Wilson concurs: "It's no coincidence we are seeing bands like Muse, Porcupine Tree, Sigur Ros, Flaming Lips and The Mars Volta having top 30 albums, because I don't think ambition is a dirty word any more.
"Radiohead were the Trojan Horse in that respect. Here's a band that came from the indie rock tradition that snuck in under the radar when the journalists weren't looking and started making these absurdly ambitious and pretentious - and all the better for it - records.
"And Muse have very much consolidated that. They make records that Queen would blush at - and I totally applaud them for it."
Muse's Dom Howard told the BBC last week he'd always been a bit confused by the progressive rock tag.
"I associate it with 10-minute guitar solos, but I guess we kind of come into the category. A lot of bands are quite ambitious with their music, mixing lots of different styles - and when I see that I think it's great. I've noticed that kind of thing becoming a bit more mainstream."
Porcupine Tree's new record - The Incident - was inspired when Wilson became caught in a traffic jam near the scene of a road accident.

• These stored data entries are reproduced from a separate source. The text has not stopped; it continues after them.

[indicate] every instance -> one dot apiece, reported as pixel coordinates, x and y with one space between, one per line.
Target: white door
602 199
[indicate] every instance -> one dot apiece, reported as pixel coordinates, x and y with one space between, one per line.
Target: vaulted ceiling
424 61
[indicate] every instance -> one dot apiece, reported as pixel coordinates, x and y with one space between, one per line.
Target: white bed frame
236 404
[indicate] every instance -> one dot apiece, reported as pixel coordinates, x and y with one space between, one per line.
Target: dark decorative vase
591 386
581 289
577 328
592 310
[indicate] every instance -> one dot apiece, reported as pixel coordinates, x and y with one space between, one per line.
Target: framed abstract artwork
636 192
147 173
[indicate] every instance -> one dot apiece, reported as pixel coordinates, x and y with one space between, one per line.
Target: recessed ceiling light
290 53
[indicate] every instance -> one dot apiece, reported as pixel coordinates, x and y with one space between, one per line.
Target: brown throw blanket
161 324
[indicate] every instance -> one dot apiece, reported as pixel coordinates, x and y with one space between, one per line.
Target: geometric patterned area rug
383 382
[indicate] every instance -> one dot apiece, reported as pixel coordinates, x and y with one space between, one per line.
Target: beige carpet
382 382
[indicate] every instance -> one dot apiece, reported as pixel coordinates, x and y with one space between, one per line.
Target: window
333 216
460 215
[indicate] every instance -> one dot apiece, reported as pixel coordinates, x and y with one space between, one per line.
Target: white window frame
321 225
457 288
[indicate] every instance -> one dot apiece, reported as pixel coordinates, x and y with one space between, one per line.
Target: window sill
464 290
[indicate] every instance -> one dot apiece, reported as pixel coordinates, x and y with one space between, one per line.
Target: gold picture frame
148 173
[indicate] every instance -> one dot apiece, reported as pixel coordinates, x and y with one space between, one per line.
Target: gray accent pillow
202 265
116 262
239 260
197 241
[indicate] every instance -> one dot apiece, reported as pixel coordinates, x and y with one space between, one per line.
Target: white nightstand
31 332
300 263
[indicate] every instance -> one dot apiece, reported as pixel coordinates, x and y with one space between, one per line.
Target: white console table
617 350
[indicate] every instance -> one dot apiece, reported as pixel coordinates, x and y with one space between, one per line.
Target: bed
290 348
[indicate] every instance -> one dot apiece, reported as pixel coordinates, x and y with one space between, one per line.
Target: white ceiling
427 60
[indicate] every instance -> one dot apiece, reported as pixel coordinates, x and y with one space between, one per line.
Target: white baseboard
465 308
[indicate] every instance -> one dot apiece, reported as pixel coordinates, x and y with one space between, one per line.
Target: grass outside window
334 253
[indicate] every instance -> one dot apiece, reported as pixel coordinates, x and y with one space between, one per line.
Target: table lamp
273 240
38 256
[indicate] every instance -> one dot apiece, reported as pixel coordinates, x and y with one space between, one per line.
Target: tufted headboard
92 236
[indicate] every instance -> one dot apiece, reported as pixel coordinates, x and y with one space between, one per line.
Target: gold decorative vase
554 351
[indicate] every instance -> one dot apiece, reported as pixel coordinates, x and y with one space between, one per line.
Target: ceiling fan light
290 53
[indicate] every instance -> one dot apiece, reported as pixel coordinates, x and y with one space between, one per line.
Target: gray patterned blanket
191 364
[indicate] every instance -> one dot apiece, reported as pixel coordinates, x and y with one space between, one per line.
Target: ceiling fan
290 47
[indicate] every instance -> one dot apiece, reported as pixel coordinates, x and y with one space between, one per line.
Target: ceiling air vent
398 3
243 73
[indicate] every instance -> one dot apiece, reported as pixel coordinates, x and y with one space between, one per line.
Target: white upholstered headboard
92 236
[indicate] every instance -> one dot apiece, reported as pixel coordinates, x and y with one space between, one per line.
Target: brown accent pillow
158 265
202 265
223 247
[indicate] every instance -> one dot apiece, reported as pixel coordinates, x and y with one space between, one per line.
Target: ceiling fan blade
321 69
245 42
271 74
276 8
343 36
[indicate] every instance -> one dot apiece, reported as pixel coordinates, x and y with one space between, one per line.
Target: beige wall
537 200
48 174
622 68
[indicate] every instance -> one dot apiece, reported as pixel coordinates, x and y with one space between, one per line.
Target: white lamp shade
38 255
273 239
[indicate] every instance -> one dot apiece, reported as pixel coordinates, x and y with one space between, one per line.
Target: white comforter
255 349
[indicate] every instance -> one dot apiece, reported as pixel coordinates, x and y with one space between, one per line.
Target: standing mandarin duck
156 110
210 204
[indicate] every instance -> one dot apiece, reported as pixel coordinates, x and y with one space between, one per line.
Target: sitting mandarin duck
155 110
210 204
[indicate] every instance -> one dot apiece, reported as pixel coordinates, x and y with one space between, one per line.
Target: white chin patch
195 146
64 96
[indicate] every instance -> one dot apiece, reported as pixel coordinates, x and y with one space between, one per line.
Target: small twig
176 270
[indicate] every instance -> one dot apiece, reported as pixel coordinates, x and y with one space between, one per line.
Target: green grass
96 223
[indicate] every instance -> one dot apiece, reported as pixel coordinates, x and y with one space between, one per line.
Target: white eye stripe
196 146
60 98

He noticed a sign saying "POLICE - INCIDENT" and was struck how such a "cold expression" was often applied to destructive and traumatic events.
The album (which includes four standalone songs on a separate CD) demands to be heard as a linear experience. Wilson compares it to reading a book or watching a film.
"My favourite period of music is the great album era, from Sgt Pepper through to punk rock," he says.
"That 10-year window is still the most inspirational. There was a tradition at that time of the album being elevated much higher than the individual song.
What's interesting now is that we are moving back to that tradition as a by-product of download culture."
And he had no fears about making such a conceptual piece with a 14-part suite.
"Our last record had an 18-minute track on it and people loved it," he says.
"The more self-indulgent we became, the more people liked it. It gave us this confidence to do something even more absurdly ambitious."